Expansion Costs and Delivery Goals
The company's aggressive international push comes with substantial financial demands. For 2026, VinFast plans approximately $1 billion in capital expenditures and $1.4 billion in research and development. VinFast aims for at least 300,000 EV deliveries in 2026, a 50% increase from 2025, alongside a significant rise in e-scooter sales. Management is focusing on optimizing unit costs and scaling manufacturing more carefully by using redesigned platforms and simpler electrical systems. The company expects revenue growth from higher sales volumes, improved average selling prices, and an evolving product mix.
Intense Global Competition
VinFast operates in an increasingly crowded global EV market, facing strong competition from established automakers and Chinese brands like BYD and Geely. China's dominance as an EV exporter is reshaping global competition, with countries in Southeast Asia rapidly increasing their EV sales. Emerging markets are crucial for EV growth, though Vietnam remains VinFast's home market stronghold with a 36% share. This environment demands aggressive scaling and cost management. Competitors' P/E ratios vary widely: BYD's range from 10.4x to over 65x, Geely's is between 11x-12x, and Tesla's remains exceptionally high, fluctuating between approximately 218x and over 367x. Rivian reports negative P/E ratios, reflecting similar profitability challenges. VinFast's own P/E data is inconsistent, often negative, highlighting its loss-making status.
Financial Risks and Funding Reliance
VinFast's path to sustained profitability faces significant hurdles. Major operations are heavily funded by founder Pham Nhat Vuong and Vingroup, who have pledged $17 billion in support, raising questions about long-term financial sustainability. Despite substantial revenue growth, the company has consistently reported large net losses, including $3.87 billion in 2025. Early plans for the North Carolina plant have been scaled back, with production now targeted for 2028, indicating prolonged delays in reaching U.S. manufacturing scale. The intensifying competition from Chinese EV makers, who often benefit from economies of scale, adds further pressure.

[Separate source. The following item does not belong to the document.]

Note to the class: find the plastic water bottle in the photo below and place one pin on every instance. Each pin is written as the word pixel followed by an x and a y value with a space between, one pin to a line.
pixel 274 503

Market Trends and Analyst Views
Broader market trends, such as rising global fuel prices due to geopolitical tensions, are boosting consumer interest in EVs and hybrids. While EVs offer lower running costs, the initial purchase price remains a barrier. Nevertheless, the overall vehicle affordability crisis persists. Analyst sentiment for VinFast remains largely positive, with a consensus 'Buy' rating and price targets ranging from $5.50 to $8.00. These targets suggest analysts believe in VinFast's long-term potential rather than expecting immediate financial performance. Chardan Capital, for instance, has maintained a consistent target of $5.50.